Последний герой - Мира Троп
— Я все понял, — сказал Тоша. Он закатал рукав, открыв сгиб локтя — сплошную гематому от беспрерывных инъекций, — и зажмурился. — Вам нельзя оставлять меня наедине с собой, пока существует вероятность, что «ЗАСЛОН» позвонит снова. Усыпите, сделайте милость. Я и сам боюсь, что это повторится. Мы слишком далеко зашли, чтобы так просто потерять шанс на Спасение… Усыпите.
Медик помедлил мгновение, но затем, словно очнувшись, подобрал с пола отложенный чемодан.

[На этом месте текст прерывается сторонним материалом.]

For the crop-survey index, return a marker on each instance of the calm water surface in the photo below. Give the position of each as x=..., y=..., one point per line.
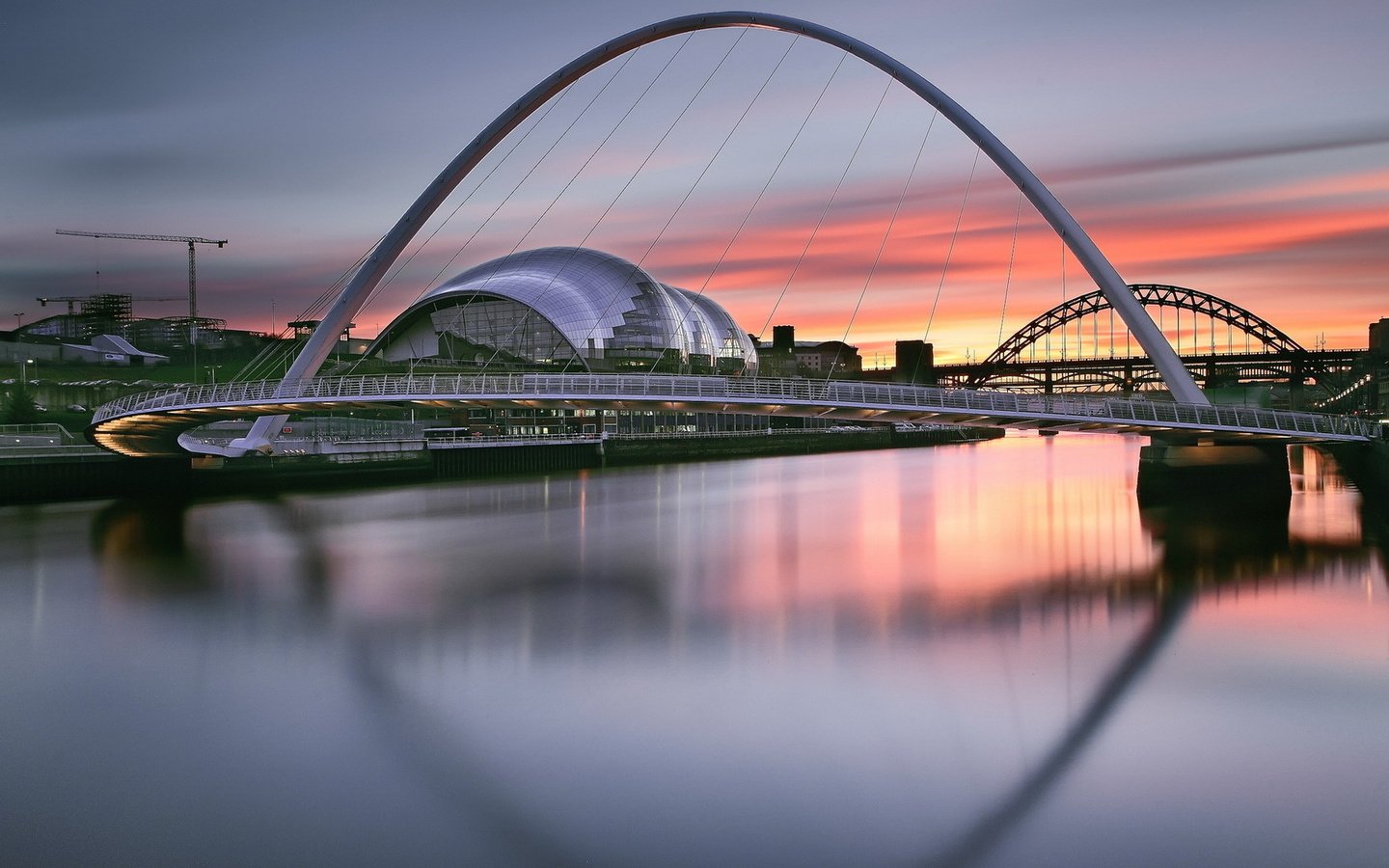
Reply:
x=979, y=656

Он уколол Тошу в то место, где когда-то четко была видна вена, и топтался в изоляторе до тех пор, пока глаза мальчика не стали закрываться.
Когда мужчине показалось, что дыхание Тоши перетекает в сопение, он подхватил чемодан и поспешил к выходу.
— Медик.
Он встал у двери как вкопанный и оглянулся на слабо позвавший его голос.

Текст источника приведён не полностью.